Friday, November 30, 2018

Devotional: How to Live Together in This World, 1 Peter 5:1-14

Outline 1 Peter 5.1-14

Peter closes his letter with some practical application about how believers should live together in a way that will reflect God’s grace in this world of suffering and trials. In this chapter he gives two basic commands about church relationships. Church leaders are to shepherd the church. That is, they are to sacrificially serve and protect the church by being living examples of a gracious lifestyle and submission to the needs of their people. The command to all the church is that all their relationships be characterized by a humility that entrusts all of life to God’s care, controls oneself to avoid self-indulgence and stays faithful despite suffering. The promised outcome of this lifestyle is eternal, unfading glory. All of us are called to faithfully live out God’s grace in the power he provides.

Peter calls leaders to serve their people as “under-shepherds” of Jesus. (5:1-4) Their people are to be regarded as belonging to Jesus and placed under the leaders’ care by Jesus. The task of the leader is to train and serve the people as Jesus did. Thus, pastoring (shepherding) can only be done in close relationship with people. Just as Jesus modeled the behavior he was teaching, a pastor/leader must be closely connected with the people so he can know and meet their needs. The pastor should be willing to share the sufferings and trials of the those being ministered to. Church leadership must be a calling to serve, model, teach and lead, not just a profession. A church leader must be Jesus to the church even if that means that one must give their life for the people.

The attitude driving all relationships must be humility. (5:4-11) Humility should permeate every aspect of our behavior.
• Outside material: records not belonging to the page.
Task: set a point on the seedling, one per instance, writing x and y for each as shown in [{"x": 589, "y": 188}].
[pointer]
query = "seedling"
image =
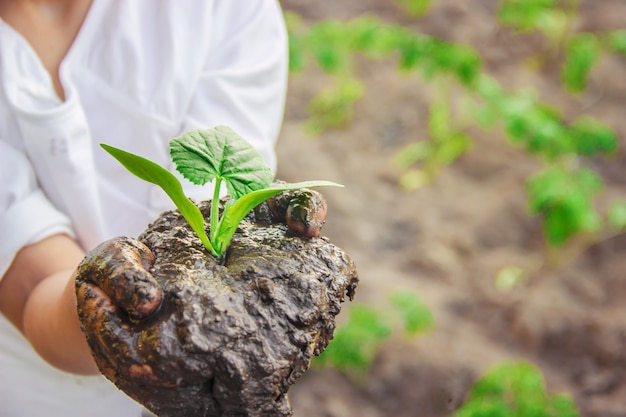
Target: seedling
[{"x": 204, "y": 156}]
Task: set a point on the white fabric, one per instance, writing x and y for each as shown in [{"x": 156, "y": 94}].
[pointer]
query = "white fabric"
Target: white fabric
[{"x": 139, "y": 73}]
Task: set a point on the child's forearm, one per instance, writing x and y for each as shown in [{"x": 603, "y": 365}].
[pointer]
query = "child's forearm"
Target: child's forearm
[{"x": 51, "y": 325}]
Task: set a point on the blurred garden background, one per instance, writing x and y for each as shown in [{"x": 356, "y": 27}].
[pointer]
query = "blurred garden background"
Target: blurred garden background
[{"x": 480, "y": 143}]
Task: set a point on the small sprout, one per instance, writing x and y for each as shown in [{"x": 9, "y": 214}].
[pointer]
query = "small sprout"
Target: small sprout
[{"x": 216, "y": 155}]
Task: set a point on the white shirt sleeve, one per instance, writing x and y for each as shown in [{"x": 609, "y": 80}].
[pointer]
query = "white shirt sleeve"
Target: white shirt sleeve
[
  {"x": 26, "y": 215},
  {"x": 244, "y": 81}
]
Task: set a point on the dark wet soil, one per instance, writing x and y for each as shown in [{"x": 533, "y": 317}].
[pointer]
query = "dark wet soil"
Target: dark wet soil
[{"x": 233, "y": 335}]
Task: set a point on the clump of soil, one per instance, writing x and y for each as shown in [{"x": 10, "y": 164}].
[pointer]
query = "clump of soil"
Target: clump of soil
[{"x": 231, "y": 336}]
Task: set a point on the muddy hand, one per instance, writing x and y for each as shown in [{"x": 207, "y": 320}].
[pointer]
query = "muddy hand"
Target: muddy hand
[
  {"x": 303, "y": 210},
  {"x": 116, "y": 274}
]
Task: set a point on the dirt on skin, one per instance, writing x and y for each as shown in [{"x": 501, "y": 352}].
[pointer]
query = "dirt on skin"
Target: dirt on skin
[
  {"x": 230, "y": 337},
  {"x": 447, "y": 241}
]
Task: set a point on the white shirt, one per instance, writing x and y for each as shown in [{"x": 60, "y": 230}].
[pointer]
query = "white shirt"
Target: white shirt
[{"x": 138, "y": 74}]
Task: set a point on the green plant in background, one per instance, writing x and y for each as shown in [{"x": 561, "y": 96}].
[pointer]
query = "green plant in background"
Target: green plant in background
[
  {"x": 554, "y": 19},
  {"x": 529, "y": 124},
  {"x": 357, "y": 342},
  {"x": 515, "y": 389}
]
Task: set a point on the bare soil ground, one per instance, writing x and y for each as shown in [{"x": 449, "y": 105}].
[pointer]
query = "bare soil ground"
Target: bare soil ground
[{"x": 447, "y": 241}]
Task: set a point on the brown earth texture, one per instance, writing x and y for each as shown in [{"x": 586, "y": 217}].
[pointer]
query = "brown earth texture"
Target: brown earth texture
[{"x": 447, "y": 241}]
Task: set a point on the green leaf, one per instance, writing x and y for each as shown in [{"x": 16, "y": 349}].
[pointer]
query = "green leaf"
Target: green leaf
[
  {"x": 582, "y": 53},
  {"x": 617, "y": 41},
  {"x": 203, "y": 155},
  {"x": 155, "y": 174},
  {"x": 235, "y": 212},
  {"x": 617, "y": 215}
]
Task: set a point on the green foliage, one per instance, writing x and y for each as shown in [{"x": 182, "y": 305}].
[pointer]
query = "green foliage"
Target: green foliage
[
  {"x": 357, "y": 342},
  {"x": 581, "y": 53},
  {"x": 552, "y": 18},
  {"x": 564, "y": 198},
  {"x": 202, "y": 156},
  {"x": 617, "y": 216},
  {"x": 616, "y": 41},
  {"x": 333, "y": 107},
  {"x": 415, "y": 7},
  {"x": 455, "y": 72},
  {"x": 515, "y": 389},
  {"x": 444, "y": 145}
]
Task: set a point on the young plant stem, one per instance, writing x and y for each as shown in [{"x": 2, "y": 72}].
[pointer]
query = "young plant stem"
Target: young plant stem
[{"x": 215, "y": 211}]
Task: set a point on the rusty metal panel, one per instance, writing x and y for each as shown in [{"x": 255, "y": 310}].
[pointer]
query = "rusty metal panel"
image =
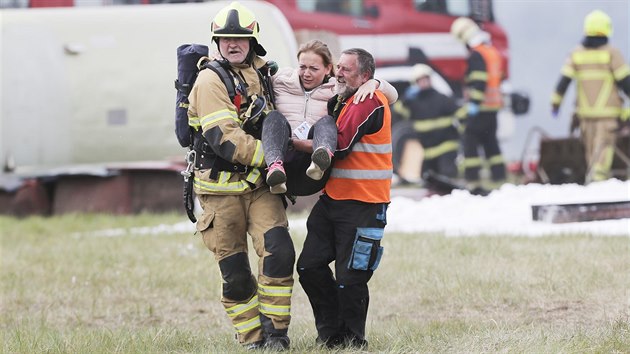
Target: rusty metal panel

In our relationship with God it means that we give up control completely and trust his care for us. Instead of worrying about what we cannot control we pray in a way that hands over all these problems to our faithful Creator. Instead of giving Satan an opening by indulging our selfishness, we watch ourselves and remind ourselves of the truth of who we are and what is really important. Instead of self-pity in trials, we join in service and prayer with our fellow-believers who are also suffering. We keep the proper perspective that trials are short-term and God promises that whatever was lost will be restored, that what seems in doubt now will be confirmed, what is weak now will be strengthened, and that all these troubles will end with us being established in eternal glory.

It is only with this perspective (5:12-14) that we can live out God’s grace in the power he provides and experience the peace that comes from being in Christ.